As we parse the results of last week’s election, it’s worth remembering that the alternatives were not obviously better.
By Seth Masket
Hillary Clinton and Bernie Sanders embrace during a campaign rally at Coastal Credit Union Music Park at Walnut Creek on November 3rd, 2016, in Raleigh, North Carolina. (Photo: Justin Sullivan/Getty Images)
The obvious and most honest answer is that we have no idea and never will. But, in this case, some speculation may be useful, especially as we examine some of the evidence from this election. So, allow me to make a few observations.
First, this election saw one of the biggest campaign mismatches in the history of presidential elections. Clinton outspent, out-advertised, out-organized, and out-maneuvered Trump all year. She defeated him in three lopsided debates. She had at least three times his field offices and used them to deploy one of the most sophisticated turnout efforts in history. She enjoyed a substantial convention bounce while his convention seemed to turn people against his party. She did virtually everything one could hope a candidate would do.
By contrast, Trump did virtually everything one would hope a candidate would not do. He persistently offended key groups of voters — including women, Latinos, Muslims, prisoners of war, Gold Star families — candidates usually go out of their way to avoid alienating. He ran a shoddy, under-financed campaign with frequent shifts in leadership. He wasted time and resources in uncompetitive states. He threatened to undermine American alliances abroad. He vowed to jail his opponent should he win and to contest the election if he lost. He went out of his way to disqualify himself for the job.
And he won.
Now, there are a few ways to interpret this. One is that the campaign just did not matter at all. The average of political science forecast models from this past summer was that Trump would get 49.9 percent of the two-party vote. According to results so far, that’s almost exactly what he has. These models, which largely ignored the candidates and their campaigns and just focused on political fundamentals, did a much better job than polling did.

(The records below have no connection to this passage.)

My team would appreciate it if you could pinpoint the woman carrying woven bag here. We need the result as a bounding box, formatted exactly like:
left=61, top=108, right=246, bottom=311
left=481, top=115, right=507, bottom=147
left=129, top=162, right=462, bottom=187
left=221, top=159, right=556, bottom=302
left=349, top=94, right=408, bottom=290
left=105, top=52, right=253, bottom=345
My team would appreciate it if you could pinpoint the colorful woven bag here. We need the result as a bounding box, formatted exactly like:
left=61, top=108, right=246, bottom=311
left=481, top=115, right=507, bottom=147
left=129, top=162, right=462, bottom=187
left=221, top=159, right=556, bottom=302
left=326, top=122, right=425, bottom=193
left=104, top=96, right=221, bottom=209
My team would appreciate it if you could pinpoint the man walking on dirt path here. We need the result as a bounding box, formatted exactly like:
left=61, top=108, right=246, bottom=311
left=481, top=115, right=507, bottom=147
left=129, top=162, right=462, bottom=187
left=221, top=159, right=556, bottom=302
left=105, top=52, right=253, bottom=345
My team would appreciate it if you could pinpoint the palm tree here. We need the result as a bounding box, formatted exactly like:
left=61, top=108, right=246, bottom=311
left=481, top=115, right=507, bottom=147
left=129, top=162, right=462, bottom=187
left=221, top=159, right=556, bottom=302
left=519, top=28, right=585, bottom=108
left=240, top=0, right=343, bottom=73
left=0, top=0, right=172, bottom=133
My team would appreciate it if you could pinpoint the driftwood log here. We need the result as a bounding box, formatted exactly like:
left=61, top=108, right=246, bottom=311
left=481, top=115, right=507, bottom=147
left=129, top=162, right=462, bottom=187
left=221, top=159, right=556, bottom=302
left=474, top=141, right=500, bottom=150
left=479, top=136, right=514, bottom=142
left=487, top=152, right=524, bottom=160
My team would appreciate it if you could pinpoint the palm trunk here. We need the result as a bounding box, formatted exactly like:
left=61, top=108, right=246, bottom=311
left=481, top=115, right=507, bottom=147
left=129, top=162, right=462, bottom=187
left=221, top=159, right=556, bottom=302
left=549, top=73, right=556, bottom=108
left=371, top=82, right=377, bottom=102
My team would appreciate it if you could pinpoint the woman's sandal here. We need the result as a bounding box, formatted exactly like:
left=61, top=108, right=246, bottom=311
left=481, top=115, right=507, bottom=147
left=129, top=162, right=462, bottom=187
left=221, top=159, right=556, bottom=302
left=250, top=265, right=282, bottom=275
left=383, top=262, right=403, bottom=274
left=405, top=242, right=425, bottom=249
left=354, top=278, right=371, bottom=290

Just to offer an example, below is a simple scatterplot showing the relationship between economic growth (using per capita real disposable personal income) and the incumbent party’s share of the vote. Clinton’s vote share was right on the line.
It’s worth noting that 90 percent of Republicans, and 89 percent of Democrats, voted for their parties’ nominees. Despite all the weirdness of this year, party identification proved to be a great predictor of the vote. So maybe it really didn’t matter who ran. You would’ve gotten basically the same results from a Sanders-Bush race or an O’Malley-Rubio race. Or maybe this finding is peculiar to Clinton and Trump, both of whom have been household names for a quarter century. People had such a full picture of the candidates that the campaigns just didn’t tell them much they didn’t already know.
Another possibility is that Clinton’s weaknesses as a candidate undermined the strengths of her campaign, while the strengths of Trump as a candidate made up for his campaign’s failures. That is, had Democrats nominated someone with less association with scandals (real or imagined), that person might have done better.
Let’s go with that for the moment. Sanders certainly has a cleaner reputation. Could he have gotten more votes? Well, it seems fair to say that the Trump team wouldn’t have run the same campaign against Sanders that they ran against Clinton, and the media wouldn’t have covered him the same way. Being crooked is not seen as his weakness; being too left wing is. We never really saw this in the primaries, but a negative campaign against him would have focused on his being a self-described democratic socialist. The thinly veiled anti-Semitism employed by the Trump campaign probably would have been used more, possibly to greater effect. Maybe Sanders’ rhetoric would have played better in the Rust Belt states than Clinton’s did, but maybe he would have been even more vulnerable. And it’s not at all obvious his general election campaign would have been anywhere near as well-funded or competently executed.
Could Biden have pulled this off? Maybe, but again, let’s remember his past. He has run for president either two or three times before (depending how you count 2016) and come up short every time. He relishes a good fight with Republicans, and he is surely a beloved vice president, but he has vulnerabilities that would have been exploited.
I’ve heard many pundits explain away Trump’s victory by claiming that he was a “change candidate in a change year.” It’s a tired saw, but it contains the basic nugget of truth that voters tend to turn out the incumbent party after two terms in office. Could Sanders or some Democrat other than Clinton have been the “change candidate” this year? It’s unlikely. In 1952, Harry Truman chose to retire rather than face a difficult re-election, and Democrats hoped that voters would see Adlai Stevenson as the change candidate. It didn’t work. The same thing happened in 1968 when Lyndon Johnson stepped down in favor of Hubert Humphrey. When voters want change, they look for a new party, not just a new face.
Now, from that graph above, it’s not clear that it really was a “change” year. Economic growth predicted a 50–50 race. And but for a few tens of thousands of voters in a handful of states, Clinton would be president-elect today. This was about as close to a coin-flip as one gets.
It’s certainly understandable for Democrats to be analyzing the results and trying to figure out what they got wrong. And no candidate looks worse than the one who just lost a close race. But it’s worth remembering that the alternatives were not obviously better, they might well have been worse, and, most likely, they might not have made any difference at all.